Transparency and guidance: a waiting game
Another ongoing concern across the FSR processes is the lack of clarity on how to interpret and apply key concepts in the regulation in practice. In the public procurement regime, there is also a concern about low awareness of the regime by some authorities who run procurements.6
In the report, the EC repeatedly sets out its “initiatives” to date and says these will continue: updating the Q&A, publishing new briefs (and maybe some targeted guidance), engaging in outreach activities, and publishing versions of final decisions.
But the comprehensive guidance requested by many stakeholders is set to remain elusive—the EC is clear that it first needs to build sufficient experience in applying the concepts across cases.
A more risk-based enforcement strategy?
The review also leaves a broader strategic question largely unanswered: is the EC directing sufficient resources towards targeting own-initiative investigations towards sectors and conduct where there is a credible risk of distortion? Or are those resources tied up in reviewing, filtering and approving the much higher-than-expected volume of unproblematic mandatory notifications?
The future balance between the own-initiative and mandatory notification tools will be an important test of whether the regime becomes more risk-based.
Modest improvement, but must do better?
The prospect of reform and simplification is somewhat encouraging. The changes should result in slightly fewer M&A notifications and reduce to an extent the administrative burden for notifying parties. The tangible impact will depend on the detail of the amendments.
However, there has been an important opportunity missed here.
The changes proposed appear to be exactly the kind of limited targeted amendments that Germany, and others, had said would not be sufficient.
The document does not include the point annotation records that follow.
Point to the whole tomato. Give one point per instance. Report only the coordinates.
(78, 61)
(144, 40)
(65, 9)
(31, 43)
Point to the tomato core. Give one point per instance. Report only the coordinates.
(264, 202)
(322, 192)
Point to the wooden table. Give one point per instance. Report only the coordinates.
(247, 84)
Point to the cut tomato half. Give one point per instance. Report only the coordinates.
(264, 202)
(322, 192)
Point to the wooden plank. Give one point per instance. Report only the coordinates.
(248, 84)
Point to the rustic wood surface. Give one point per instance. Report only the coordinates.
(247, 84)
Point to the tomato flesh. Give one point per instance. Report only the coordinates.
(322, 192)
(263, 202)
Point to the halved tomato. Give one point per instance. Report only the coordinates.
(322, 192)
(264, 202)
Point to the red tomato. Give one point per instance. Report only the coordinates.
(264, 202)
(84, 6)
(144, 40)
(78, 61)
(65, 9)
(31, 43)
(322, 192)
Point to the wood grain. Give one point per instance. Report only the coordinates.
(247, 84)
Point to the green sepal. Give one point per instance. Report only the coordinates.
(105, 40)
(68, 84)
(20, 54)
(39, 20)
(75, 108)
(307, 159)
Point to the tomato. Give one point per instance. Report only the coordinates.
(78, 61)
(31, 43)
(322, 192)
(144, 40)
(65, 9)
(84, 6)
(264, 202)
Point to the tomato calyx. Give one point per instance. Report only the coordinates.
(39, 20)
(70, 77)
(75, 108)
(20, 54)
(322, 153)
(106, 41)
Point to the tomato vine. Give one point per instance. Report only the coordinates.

More fundamental changes to the regime that would have greatly reduced the burden on non-subsidized businesses7 appear to be off the table for now, at least until the currently proposed reforms are given a chance to take effect and their impact can be further assessed.
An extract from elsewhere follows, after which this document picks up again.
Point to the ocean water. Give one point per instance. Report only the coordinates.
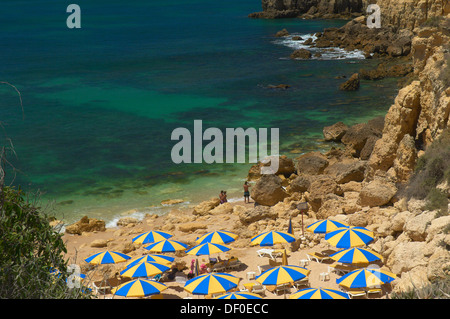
(100, 102)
Any further adjustments that would require the EC to seek changes to the FSR itself are likely to be a number of years away, at best.
This all means that the changes that the EC will table in the autumn need to have an outsized impact. Expect an update once we know more.
Footnotes
1. Regulation (EU) 2022/2560 of the European Parliament and of the Council of 14 December 2022 on foreign subsidies distorting the internal market.
2. Out of 250 cases for which the preliminary review is complete, 247 (98.8%) were approved during the EC’s initial review, while only three cases (1.2%) required an in-depth investigation. In addition, four notifications were withdrawn before a final decision was adopted.
3. Of 4,293 initial declarations (and 733 notifications), the EC opened 4 (0.1%) in-depth investigations.
4. The EC report does not address the fact that the average EUMR phase 2 referral rate of c.3% is around three times the rate of FSR in-depth review, or that the majority of EUMR notifications are made on a simplified procedure, because they are extraterritorial JVs or similar, and therefore have very limited disclosure and timing requirements compared to a typical FSR procedure.
5. One suggestion in the staff report is that, for the 40 most frequent Form FS-PP filers, moving to a single submission updated twice a year, or making more systematic use of waivers, could have reduced 672 submissions to 160—around a 76% decrease. This would not, however, reduce the disclosure burden for bidders who participate less frequently in in-scope procurements.
6. The staff report indicates that contracting authorities sometimes fail to require FSR submissions or transmit them late—in exceptional cases only after award. This may reduce predictability for stakeholders and puts bidders in a difficult position when they identify a notification requirement that is inconsistent with the contracting authority’s planned timetable.
7. For example, replacement of the notifications regime with greater use of call-in powers (as proposed by Germany), or major adjustments to the thresholds and filing requirements.